IPv6: Migrationsdruck nimmt langsam zu

23.01.2002 von Martin Seiler
MÜNCHEN (COMPUTERWOCHE) - IPv4 ist tot, propagierten schon vor acht Jahren die Väter der nächsten Internet-Protokoll-Generation, denen mit IPv6 in der Theorie der große Wurf gelungen war. Doch die Branche hat mit den Mängeln des Oldies IPv4 leben gelernt, und in Zeiten knapper Budgets erscheint eine Migration nach wie vor fraglich.
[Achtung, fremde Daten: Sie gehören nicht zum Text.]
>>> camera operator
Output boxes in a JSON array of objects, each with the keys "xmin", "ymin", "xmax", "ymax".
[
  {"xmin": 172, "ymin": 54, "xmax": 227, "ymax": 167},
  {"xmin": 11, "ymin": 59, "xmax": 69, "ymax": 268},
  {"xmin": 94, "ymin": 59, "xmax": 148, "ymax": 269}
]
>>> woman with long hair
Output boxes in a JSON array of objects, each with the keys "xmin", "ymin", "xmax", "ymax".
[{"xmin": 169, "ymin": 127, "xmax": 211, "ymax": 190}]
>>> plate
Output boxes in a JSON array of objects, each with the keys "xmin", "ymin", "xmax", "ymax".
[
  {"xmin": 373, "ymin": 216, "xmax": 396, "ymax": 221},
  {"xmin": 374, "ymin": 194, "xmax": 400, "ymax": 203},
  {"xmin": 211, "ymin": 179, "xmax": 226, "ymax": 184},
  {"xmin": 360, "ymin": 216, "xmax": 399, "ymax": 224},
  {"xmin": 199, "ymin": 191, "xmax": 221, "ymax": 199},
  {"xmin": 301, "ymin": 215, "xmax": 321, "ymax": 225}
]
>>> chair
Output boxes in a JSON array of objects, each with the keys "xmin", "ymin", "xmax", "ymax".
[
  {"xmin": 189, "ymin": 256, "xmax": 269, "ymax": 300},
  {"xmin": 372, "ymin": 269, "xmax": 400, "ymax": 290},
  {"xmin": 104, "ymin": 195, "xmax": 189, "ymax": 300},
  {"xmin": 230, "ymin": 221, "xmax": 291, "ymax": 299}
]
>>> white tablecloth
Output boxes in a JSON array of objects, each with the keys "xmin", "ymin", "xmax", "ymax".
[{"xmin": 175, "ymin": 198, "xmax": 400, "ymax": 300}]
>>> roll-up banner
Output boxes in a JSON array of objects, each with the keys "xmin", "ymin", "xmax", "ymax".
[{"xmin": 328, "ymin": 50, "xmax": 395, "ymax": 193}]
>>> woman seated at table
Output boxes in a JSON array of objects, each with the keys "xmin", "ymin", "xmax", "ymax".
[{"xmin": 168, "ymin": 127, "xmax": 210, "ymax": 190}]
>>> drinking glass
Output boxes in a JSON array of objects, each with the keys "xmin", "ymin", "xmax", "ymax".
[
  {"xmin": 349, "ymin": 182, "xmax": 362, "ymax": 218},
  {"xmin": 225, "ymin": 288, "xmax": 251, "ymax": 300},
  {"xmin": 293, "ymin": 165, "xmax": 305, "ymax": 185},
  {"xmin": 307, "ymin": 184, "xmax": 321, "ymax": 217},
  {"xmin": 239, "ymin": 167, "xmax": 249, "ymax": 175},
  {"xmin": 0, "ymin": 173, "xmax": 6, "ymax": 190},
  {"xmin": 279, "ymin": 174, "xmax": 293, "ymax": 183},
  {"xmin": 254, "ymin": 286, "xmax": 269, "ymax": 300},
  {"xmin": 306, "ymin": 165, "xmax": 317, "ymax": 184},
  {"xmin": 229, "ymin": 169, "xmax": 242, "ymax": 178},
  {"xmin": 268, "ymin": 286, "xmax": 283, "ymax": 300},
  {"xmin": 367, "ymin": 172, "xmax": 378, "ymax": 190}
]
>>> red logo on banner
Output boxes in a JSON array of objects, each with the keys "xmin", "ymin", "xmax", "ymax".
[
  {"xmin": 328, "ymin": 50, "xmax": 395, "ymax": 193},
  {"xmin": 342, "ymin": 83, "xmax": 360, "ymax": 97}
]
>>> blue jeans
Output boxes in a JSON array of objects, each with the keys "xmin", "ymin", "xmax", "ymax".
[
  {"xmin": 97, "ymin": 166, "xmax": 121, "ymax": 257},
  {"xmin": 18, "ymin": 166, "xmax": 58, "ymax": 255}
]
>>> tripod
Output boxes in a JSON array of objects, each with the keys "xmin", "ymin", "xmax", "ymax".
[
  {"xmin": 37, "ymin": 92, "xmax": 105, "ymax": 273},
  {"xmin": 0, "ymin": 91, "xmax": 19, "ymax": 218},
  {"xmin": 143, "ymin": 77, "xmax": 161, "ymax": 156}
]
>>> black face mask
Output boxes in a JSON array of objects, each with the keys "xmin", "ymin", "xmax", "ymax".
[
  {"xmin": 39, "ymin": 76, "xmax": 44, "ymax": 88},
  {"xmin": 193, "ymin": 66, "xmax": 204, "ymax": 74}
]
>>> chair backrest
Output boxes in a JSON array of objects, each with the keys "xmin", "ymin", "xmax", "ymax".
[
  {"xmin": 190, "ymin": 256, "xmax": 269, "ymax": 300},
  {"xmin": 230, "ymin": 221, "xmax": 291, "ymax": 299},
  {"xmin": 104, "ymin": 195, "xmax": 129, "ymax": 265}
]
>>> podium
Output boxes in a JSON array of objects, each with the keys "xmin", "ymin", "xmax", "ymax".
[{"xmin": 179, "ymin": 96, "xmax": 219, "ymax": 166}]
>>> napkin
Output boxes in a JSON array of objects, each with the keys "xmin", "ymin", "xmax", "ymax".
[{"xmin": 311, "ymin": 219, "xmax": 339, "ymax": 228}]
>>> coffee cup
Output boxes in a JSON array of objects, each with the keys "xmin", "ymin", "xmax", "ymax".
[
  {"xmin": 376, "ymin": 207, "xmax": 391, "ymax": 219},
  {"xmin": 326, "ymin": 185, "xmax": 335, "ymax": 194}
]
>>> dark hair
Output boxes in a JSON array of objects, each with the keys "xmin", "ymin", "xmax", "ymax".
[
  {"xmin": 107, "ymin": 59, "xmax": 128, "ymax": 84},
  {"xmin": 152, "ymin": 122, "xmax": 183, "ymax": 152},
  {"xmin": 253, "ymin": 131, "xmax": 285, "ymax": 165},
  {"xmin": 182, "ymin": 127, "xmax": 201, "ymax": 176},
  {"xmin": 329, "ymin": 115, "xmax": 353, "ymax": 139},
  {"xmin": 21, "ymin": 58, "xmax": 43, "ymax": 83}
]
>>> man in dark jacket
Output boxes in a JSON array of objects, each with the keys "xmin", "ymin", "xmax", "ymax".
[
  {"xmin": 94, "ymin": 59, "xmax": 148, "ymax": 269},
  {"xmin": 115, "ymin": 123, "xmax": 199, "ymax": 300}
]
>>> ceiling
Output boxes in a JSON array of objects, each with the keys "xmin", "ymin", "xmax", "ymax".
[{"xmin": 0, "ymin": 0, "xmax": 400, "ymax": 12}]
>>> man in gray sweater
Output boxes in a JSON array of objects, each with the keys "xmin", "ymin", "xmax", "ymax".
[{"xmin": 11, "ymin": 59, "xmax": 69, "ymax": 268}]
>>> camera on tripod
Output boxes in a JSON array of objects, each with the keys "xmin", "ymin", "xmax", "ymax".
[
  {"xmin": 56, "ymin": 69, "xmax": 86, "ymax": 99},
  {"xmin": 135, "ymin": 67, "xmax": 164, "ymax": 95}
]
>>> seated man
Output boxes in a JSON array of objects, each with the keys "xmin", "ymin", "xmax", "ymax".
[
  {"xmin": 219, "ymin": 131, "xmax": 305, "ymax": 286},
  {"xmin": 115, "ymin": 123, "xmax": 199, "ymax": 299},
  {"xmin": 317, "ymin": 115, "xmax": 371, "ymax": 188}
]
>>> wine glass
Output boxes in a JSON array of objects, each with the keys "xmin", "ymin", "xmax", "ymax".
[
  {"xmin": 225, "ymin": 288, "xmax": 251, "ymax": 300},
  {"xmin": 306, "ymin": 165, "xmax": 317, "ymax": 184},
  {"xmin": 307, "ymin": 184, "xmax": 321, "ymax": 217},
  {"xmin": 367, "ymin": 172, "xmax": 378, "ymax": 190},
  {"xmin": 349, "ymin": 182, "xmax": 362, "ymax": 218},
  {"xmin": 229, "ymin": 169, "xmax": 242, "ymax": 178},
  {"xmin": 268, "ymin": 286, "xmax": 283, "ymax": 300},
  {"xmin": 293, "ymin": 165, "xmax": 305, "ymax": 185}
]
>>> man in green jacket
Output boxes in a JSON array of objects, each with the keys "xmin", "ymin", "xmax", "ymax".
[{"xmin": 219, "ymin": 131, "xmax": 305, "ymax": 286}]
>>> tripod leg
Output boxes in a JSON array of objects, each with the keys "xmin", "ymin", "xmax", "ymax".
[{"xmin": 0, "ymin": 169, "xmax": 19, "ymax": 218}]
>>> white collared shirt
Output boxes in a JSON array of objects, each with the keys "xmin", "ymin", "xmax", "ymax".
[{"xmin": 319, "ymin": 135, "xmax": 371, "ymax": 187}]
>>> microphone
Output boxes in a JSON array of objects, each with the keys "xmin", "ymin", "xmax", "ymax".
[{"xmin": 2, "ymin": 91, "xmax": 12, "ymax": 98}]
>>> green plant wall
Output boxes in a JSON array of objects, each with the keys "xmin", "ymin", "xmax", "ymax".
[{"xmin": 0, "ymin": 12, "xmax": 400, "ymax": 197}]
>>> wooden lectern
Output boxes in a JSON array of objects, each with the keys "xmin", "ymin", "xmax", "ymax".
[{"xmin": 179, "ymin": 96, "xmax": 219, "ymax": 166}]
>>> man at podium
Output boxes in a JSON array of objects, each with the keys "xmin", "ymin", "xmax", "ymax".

294.967.296 IP-Adressen - Ende der 70er Jahre bei der Verabschiedung der Version 4 des Internet Protocol (IPv4) schien es undenkbar, dass dieser Adressenvorrat jemals ausgeschöpft werden würde. Doch die IPv4-Väter irrten gründlich. Bedingt durch die explosionsartige Zunahme an Internet-Hosts sowie die teilweise fragwürdige Zuweisung der Nummernbereiche zeichnete sich ab 1992 eine Verknappung der Adressen ab. Ein Manko, das mit dem seit 1994 diskutierten Internet Protocol der nächsten Generation, heute als IPv6 bekannt, beseitigt werden sollte. Diese neue Variante setzt anstelle des früheren 32-Bit-Adressraums auf ein 128 Bit großes Feld. Theoretisch könnten so jedem Quadratmillimeter Erde 667 Billiarden Adressen zugewiesen werden.

Knappe Class-A-Adressen

Nachdem IPv6 trotz weiterer Vorteile wie überzeugenderer Quality of Service (QoS) oder verbesserter Sicherheits-Features in den letzten Jahren ein Schattendasein führte, steht dem Protokoll demnächst die erste große Bewährungsprobe bevor. Mit der Einführung der Mobilfunknetze der dritten Generation (UMTS) sollen alle Endgeräte eine eigene IP-Adresse erhalten. Mit IPv4 ist das nicht zu realisieren, zumal der UMTS-Standard eigentlich die Verwendung des neuen Protokolls vorsieht. Ferner zeichnet sich im asiatisch-pazifischen Raum die Tendenz ab, große landesweite IPv6-Netze einzurichten, da die dortigen Staaten nicht mehr die sonst erforderlichen Class-A-Adressräume bekommen.

Pro IPv6

größerer Adressraum, eigene IP-Kennung für jedes Endgerät möglich

hierarchischer Netzaufbau

integrierte Sicherheitsfeatures

Quality of Service

flexiblerer Header

Clevere US-amerikanische Unternehmen wie Microsoft, HP oder Compaq haben sich nämlich frühzeitig diese heiß begehrten Class-A-Nummern reserviert, die einen hierarchischen Netzaufbau erlauben. Böse Zungen behaupten, dass die drei US-Unternehmen zusammen mehr IP-Adressen besitzen wie China mit seinen Milliarden potenziellen Internet-Nutzern. In der Praxis könnten die zu kurz gekommenen Staaten mit den noch verfügbaren Class-C-Identifikatoren nur unter erhöhtem Aufwand sinnvoll strukturierte Netze aufbauen.

Contra IPv6

hoher Migrationsaufwand

Upgrade von Netzequipment erforderlich

Applikationen müssen angepasst werden

Mehrwert fraglich

Je nach Sichtweise kann man den amerikanischen IP-Hamsterkäufen auch eine positive Seite abgewinnen: Notgedrungen dürften sich Europa und Asien einen Vorsprung von etwa zwölf bis 18 Monaten bei der Einführung der nächsten Protokollgeneration verschaffen. Diese Migration, so Michael Naunheim, Marketing-Direktor Zentraleuropa bei Novell, wird sehr bald erfolgen: "Die Mehrzahl der Analysten erwartet, dass sich viele Unternehmen demnächst intensiv mit IPv6 auseinander setzen und das Protokoll 2002 sowie 2003 in ihre Strategie integrieren.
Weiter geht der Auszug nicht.